The effect of Aga Khan University’s Examination Board on school curriculum of a private school in Karachi, Pakistan: A case study

Date of Award


Document Type


Degree Name

Master of Education (M. Ed.)


Institute for Educational Development, Karachi


Research shows that assessment plays a pivotal role in the teaching learning process. While some forms of assessment enhance teaching learning, others may inhibit it. Focusing on assessments, Aga Khan University Examination Board (AKU-EB) was established in 2003 to offer SSC certificate at the end of secondary schooling under the National Curriculum. Its objective was to restore the deteriorating standard of SSC certificate offered by schools affiliated with the Public Examination Boards.

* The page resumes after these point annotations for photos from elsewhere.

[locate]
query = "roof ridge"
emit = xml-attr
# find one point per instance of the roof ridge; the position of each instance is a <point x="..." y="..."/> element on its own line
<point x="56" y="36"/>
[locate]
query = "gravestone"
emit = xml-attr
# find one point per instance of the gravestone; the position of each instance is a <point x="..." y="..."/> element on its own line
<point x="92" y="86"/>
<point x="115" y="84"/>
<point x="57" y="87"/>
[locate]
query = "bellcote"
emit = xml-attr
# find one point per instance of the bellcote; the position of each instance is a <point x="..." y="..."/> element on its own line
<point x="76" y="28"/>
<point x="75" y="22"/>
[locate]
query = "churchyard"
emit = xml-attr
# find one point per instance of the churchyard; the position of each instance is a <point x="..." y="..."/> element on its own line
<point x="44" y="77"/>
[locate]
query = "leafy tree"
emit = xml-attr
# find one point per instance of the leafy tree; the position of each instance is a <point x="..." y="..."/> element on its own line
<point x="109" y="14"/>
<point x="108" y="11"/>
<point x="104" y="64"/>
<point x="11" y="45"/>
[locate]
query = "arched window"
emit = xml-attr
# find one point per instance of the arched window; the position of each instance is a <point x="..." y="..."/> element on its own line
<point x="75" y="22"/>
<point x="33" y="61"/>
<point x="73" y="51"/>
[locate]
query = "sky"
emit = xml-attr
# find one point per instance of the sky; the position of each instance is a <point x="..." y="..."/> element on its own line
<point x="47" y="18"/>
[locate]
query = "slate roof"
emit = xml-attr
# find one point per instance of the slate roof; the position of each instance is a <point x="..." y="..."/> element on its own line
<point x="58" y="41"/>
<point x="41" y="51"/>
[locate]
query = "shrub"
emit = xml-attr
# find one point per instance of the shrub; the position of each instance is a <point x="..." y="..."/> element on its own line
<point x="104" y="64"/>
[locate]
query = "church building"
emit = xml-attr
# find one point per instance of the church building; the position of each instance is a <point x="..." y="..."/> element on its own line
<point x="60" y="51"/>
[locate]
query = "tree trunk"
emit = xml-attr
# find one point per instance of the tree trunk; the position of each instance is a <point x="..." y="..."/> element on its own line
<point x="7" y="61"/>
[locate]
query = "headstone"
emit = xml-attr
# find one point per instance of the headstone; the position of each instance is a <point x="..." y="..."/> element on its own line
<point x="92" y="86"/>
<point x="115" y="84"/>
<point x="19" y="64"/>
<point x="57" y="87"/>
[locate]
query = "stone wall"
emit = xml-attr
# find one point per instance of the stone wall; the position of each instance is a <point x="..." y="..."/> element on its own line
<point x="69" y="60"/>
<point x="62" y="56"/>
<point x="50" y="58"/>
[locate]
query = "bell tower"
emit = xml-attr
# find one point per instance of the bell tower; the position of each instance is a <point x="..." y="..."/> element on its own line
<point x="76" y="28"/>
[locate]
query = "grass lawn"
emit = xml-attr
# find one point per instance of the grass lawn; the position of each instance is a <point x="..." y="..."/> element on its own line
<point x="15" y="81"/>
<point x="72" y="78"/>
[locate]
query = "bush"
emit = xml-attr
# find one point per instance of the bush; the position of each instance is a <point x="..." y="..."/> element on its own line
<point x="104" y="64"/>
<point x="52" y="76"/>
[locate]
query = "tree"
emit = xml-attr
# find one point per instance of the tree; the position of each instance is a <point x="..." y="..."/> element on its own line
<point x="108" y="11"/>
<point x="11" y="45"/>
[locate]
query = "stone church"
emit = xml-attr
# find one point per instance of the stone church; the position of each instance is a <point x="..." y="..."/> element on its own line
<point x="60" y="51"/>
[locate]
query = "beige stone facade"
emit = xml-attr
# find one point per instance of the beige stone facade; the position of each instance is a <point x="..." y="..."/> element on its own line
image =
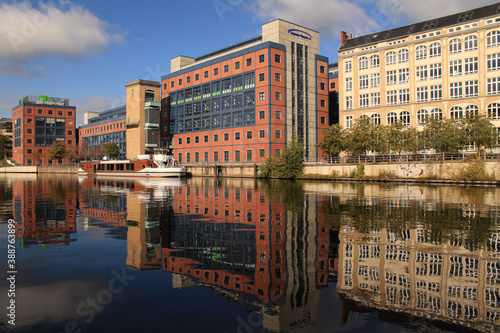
<point x="142" y="95"/>
<point x="447" y="66"/>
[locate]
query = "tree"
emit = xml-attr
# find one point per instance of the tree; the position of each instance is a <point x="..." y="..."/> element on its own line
<point x="480" y="132"/>
<point x="443" y="135"/>
<point x="58" y="151"/>
<point x="111" y="150"/>
<point x="333" y="140"/>
<point x="361" y="137"/>
<point x="289" y="165"/>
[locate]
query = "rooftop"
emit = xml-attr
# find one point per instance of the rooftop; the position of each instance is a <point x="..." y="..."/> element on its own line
<point x="445" y="21"/>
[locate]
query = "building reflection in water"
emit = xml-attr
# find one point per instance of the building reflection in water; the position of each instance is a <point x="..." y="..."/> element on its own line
<point x="246" y="245"/>
<point x="44" y="209"/>
<point x="436" y="261"/>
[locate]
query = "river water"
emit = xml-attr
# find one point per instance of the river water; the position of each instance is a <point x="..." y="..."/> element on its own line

Many of the schools affiliated with the Public Board have shifted to the AKU-EB board after its inception. This study was conducted in order to seek to understand how changing from the Public Board to AKU-EB effects the curriculum of a private school in Karachi, Pakistan. In order to achieve this purpose, a case study approach in the qualitative paradigm was adopted. The research drew on semi-structured interviews of various stakeholders, including the Principal, teachers and students, classroom observations and document analysis as the sources of data collection. The study findings revealed that the AKU-EB examination assesses the students, on the basis of the student learning outcomes (SLOs) of the National Curriculum at three cognitive levels - knowledge, understanding and application - rather than a prescribed textbook. This has been a major driving force for change. The teachers refer to multiple sources of information and the students are all familiar with the SLOs as prescribed in the examination syllabus. The study showed that there has been a major impact on the school curriculum by the change in the examination methodology. These effects, among others, include a paradigm shift in the teaching approach from traditional teaching to student-centered learning, opportunities for subject content integration, and students moving towards becoming independent self- learners. The teachers have moved towards collaborative lesson planning, and there is development of a positive teacher-student relationship. The study also showed that there has been a ripple effect on the lower secondary school curriculum. In the light of these findings, the study also makes recommendations and suggestions for future research.